Issue > Poetry
Andy Young

Andy Young

Andy Young teaches at the New Orleans Center for Creative Arts and is the co-editor of Meena, an Arabic/English literary journal. Her chapbook The People is Singular is forthcoming from Press Street Press.


End of June: I study my stretched skin
where blue veins wind like rivers
           about to leap their banks,
                      try to keep birds from figs
                      plumping thick with syrup.
Tarmac fissures and buckles
           with heat, a peach splits
                    from the weight of a gust.

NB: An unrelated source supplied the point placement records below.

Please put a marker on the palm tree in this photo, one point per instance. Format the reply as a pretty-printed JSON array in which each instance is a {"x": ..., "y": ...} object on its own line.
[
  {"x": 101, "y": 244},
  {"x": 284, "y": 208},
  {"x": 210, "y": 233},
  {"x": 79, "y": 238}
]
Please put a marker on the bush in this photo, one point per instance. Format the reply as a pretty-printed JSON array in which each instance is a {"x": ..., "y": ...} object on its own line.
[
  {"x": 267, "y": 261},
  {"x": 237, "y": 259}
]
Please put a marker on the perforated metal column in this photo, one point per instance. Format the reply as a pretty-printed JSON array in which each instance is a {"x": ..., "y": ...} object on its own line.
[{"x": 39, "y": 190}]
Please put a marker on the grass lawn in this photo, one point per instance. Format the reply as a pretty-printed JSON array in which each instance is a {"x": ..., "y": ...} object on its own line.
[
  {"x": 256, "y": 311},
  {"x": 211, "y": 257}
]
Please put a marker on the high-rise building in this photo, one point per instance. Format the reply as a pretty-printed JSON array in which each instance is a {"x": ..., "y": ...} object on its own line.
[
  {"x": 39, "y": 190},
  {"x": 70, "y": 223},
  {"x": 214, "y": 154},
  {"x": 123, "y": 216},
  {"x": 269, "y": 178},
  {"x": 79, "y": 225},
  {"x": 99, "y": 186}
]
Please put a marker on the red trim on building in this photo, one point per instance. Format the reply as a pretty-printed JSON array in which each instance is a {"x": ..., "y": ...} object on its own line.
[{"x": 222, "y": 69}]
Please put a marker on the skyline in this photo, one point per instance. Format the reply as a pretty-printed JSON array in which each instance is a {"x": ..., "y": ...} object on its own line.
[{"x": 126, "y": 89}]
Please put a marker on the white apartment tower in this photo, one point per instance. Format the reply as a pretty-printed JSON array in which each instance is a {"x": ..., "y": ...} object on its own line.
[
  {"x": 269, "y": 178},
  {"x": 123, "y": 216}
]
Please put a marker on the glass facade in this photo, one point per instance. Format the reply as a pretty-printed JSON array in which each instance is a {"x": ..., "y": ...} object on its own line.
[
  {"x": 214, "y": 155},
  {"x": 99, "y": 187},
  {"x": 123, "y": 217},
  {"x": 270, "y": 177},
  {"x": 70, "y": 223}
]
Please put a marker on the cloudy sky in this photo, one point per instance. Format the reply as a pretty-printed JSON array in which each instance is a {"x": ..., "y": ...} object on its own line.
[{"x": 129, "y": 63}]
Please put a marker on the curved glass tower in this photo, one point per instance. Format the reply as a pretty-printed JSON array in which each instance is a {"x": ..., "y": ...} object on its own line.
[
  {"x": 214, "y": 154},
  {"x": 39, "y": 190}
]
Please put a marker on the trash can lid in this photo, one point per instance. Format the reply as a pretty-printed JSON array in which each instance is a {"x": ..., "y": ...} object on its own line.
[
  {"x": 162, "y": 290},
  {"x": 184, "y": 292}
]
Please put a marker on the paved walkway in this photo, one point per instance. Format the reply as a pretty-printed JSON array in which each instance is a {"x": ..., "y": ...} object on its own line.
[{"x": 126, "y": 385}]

                      Far from here streets fill
with crowds shouting, batons cracking.
The death of a smiling woman on a daylit
           street replays on little screens.
           This is the world we'll give him.
Or rather, this is the world
                                          he'll get.

Precious Metal

The earth is birthing
grown Chilean men
from half a mile down—
            they come out
head-first in a metal chute
                                called Phoenix

with less a bird's than a rocket's body.
They kiss their women,
they kiss the ground
           as though
it were the moon,
                                though they've been

inside the earth two months,
eating bread and caramel lowered
by a cord. Subterranean,
            they wear black glasses
when they emerge with moles' eyes,
                                cameras flashing.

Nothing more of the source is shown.